Sunday, 6 October 1861 - Stokes' Ranges, Surprise Creek.
Left the tank this morning, carrying as much water as possible on the camels and two horse loads sufficient for ourselves for four days and one drink for the horses; calculating on making Koliatti or Poria Creek in four days. If I find water on the track I intend striking for WiIkie's Creek. The sandhills covered with grass and flowers, and even the bare clayey plains, and the miserable stony country, between them and the ranges had struggled into something resembling vegetation. The ranges, where we entered them, by Brahe's Gap, are not so high as where we crossed them more to the westward, but run in low ridges along wide stony valleys formed by the numerous gorges we found so difficult to cross. Mulga and acacia shrub everywhere, but not much feed; only saltbush and very short herbage grown since the rains. We were agreeably surprised by a fine waterhole in the first creek we came to, which proved to be the lowest of several of nearly the same size higher up the creek. I believe it to he about ten yards wide and eighty long, and some three or four feet deep. Distance eighteen miles.

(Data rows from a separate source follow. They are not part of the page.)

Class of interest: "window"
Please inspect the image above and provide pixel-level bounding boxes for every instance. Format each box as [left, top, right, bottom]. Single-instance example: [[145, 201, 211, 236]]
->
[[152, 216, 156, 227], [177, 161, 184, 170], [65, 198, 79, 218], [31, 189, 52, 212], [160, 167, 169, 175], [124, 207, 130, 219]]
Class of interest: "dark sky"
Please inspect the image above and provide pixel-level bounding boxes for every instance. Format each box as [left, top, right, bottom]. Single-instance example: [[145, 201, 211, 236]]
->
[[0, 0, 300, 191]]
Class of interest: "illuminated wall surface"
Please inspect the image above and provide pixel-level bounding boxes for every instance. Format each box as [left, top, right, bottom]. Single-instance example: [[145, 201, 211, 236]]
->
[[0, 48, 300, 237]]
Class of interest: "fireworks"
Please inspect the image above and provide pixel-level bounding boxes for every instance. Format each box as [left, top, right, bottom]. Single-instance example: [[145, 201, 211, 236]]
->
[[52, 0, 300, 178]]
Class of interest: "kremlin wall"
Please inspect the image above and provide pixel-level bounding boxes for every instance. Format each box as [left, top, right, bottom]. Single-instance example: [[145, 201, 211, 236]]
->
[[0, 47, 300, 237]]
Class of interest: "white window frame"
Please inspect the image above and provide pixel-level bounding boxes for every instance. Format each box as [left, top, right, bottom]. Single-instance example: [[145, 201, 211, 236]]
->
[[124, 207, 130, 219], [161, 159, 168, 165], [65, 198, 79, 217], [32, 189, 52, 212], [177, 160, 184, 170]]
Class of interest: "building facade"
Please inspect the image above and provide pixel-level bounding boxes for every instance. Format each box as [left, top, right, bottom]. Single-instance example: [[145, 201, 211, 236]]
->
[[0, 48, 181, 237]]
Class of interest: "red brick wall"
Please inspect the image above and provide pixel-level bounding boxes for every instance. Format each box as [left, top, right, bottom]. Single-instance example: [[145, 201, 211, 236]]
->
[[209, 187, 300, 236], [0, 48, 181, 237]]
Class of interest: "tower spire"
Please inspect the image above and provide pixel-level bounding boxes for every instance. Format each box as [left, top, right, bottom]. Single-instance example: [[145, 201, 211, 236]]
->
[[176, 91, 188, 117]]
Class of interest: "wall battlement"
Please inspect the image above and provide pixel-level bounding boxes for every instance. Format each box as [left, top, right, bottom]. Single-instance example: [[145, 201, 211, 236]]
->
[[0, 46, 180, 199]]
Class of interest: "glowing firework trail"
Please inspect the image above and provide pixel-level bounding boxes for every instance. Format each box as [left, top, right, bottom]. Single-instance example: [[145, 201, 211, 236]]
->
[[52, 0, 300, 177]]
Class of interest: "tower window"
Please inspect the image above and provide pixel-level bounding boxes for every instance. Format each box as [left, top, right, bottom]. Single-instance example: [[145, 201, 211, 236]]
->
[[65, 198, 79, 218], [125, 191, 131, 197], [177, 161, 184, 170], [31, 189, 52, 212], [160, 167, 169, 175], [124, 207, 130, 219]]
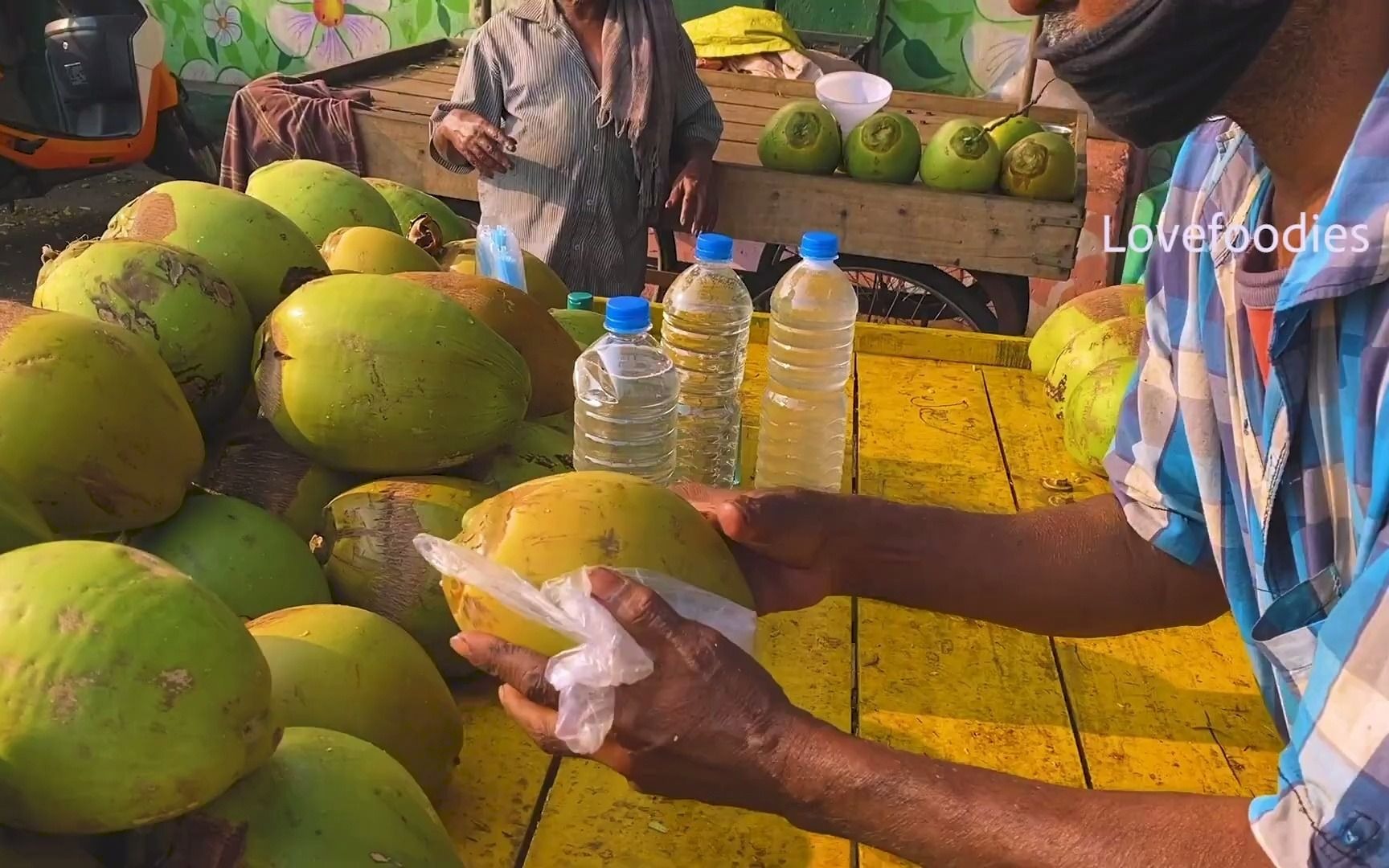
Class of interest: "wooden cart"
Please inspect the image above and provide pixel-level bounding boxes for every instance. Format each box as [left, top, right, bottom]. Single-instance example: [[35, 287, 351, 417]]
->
[[430, 317, 1280, 868], [321, 40, 1086, 334]]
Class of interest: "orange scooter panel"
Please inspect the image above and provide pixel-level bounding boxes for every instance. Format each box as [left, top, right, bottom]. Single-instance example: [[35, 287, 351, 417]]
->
[[0, 63, 178, 171]]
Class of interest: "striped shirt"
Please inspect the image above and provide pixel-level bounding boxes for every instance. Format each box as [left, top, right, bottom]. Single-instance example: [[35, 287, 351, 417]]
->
[[429, 0, 723, 296], [1107, 69, 1389, 868]]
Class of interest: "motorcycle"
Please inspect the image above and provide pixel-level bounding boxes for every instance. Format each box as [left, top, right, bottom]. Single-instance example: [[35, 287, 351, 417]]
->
[[0, 0, 218, 204]]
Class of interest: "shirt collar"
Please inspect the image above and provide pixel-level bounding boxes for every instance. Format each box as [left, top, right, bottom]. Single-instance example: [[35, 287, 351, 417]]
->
[[507, 0, 554, 23], [1278, 65, 1389, 311]]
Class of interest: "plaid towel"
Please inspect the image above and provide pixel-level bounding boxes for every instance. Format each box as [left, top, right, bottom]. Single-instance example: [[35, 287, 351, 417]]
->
[[221, 72, 371, 191]]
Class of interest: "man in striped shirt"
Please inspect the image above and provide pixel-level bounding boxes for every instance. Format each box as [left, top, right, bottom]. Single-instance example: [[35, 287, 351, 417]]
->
[[458, 0, 1389, 868], [431, 0, 723, 296]]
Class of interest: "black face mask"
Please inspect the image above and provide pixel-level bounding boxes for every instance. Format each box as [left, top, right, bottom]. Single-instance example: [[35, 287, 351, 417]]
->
[[1038, 0, 1292, 147]]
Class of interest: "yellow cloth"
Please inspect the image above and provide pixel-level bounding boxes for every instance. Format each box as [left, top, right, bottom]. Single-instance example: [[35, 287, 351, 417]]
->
[[685, 6, 805, 59]]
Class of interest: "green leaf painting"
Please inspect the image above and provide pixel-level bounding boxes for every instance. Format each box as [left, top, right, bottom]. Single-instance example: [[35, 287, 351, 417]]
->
[[882, 0, 1032, 97], [150, 0, 471, 84]]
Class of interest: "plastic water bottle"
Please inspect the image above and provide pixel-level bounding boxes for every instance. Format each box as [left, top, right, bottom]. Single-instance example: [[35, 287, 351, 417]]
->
[[574, 296, 681, 485], [662, 233, 753, 488], [756, 232, 858, 492]]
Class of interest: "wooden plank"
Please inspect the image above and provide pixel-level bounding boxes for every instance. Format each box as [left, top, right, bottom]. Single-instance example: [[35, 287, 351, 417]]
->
[[525, 342, 854, 868], [858, 354, 1085, 868], [439, 679, 550, 868], [983, 368, 1280, 796], [357, 111, 1080, 279]]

Monday, 7 October 1861 - Stokes Ranges, Keppel's Creek
28° 17', 142° 30'
We were late in leaving camp this morning, as nineteen of the horses had followed the track back for several miles. The country travelled through for fifteen miles was much of the same character -wide stony flats surrounded by low ridges, and intersected by gum creeks coming from the gorges in a northerly direction. We passed through a succession of gaps, in each of which we found a creek with pools of clear rain-water, and from the very loose gravelly nature of the ground, I am inclined to believe that these creeks are still running slowly underground since the rain. At fifteen miles came on the south slopes of the range, with a wide view towards Koliatti and Poria. Camped on a small watercourse near its junction with Keppel's Creek Two tolerable pools of water. Another make believe thunder-storm tonight with violent gusts of wind, but no rain excepting at two places to the N. W., where it appeared to be raining, about a mile wide. Everything looks springlike here.
Tuesday, 8 October 1861 - Junction Camp No. 21.
Crossed Keppel's Creek and travelled over stony slopes for six miles, when we crossed the creek on to barren sandy plains. At three miles entered the sandhills and found the country terribly burned up, and no sign of water. Rain cannot have fallen here for some time. Made our old camp in twenty-two miles from Keppel's Creek, and found water still in the small creek, but the feed very dry and scanty.
Wednesday, 9 October 1861 - Poria Creek
When the party started this morning I went to the westward if the track, and found that at a short distance the sandhills terminated in the gum forests and polygonum swamp before mentioned. From a high sandhill I could see across these for many miles towards the range in a westerly direction and I believe that they also extend to or across Wilkie's Creek to the south. I found no water, but I am convinced that there are other channels similar to the one we camped on last night which will contain water for months after rain. At Wilkie's Creek I again left the track, and followed the creek upward, crossing several deep channels running in and out of it, and full of water. At a short distance I came on a large sheet of water, certainly mere than a mile long and about eighty feet wide, and with the couch grass growing on its banks, and large box timber, having a striking resemblance to some of the smaller branches of Cooper's Creek. It is a far finer watercourse than I had at first supposed. Made Poria Creek about two o' clock. The country very dry and parched we seem, in one days journey to have travelled from Spring into Summer.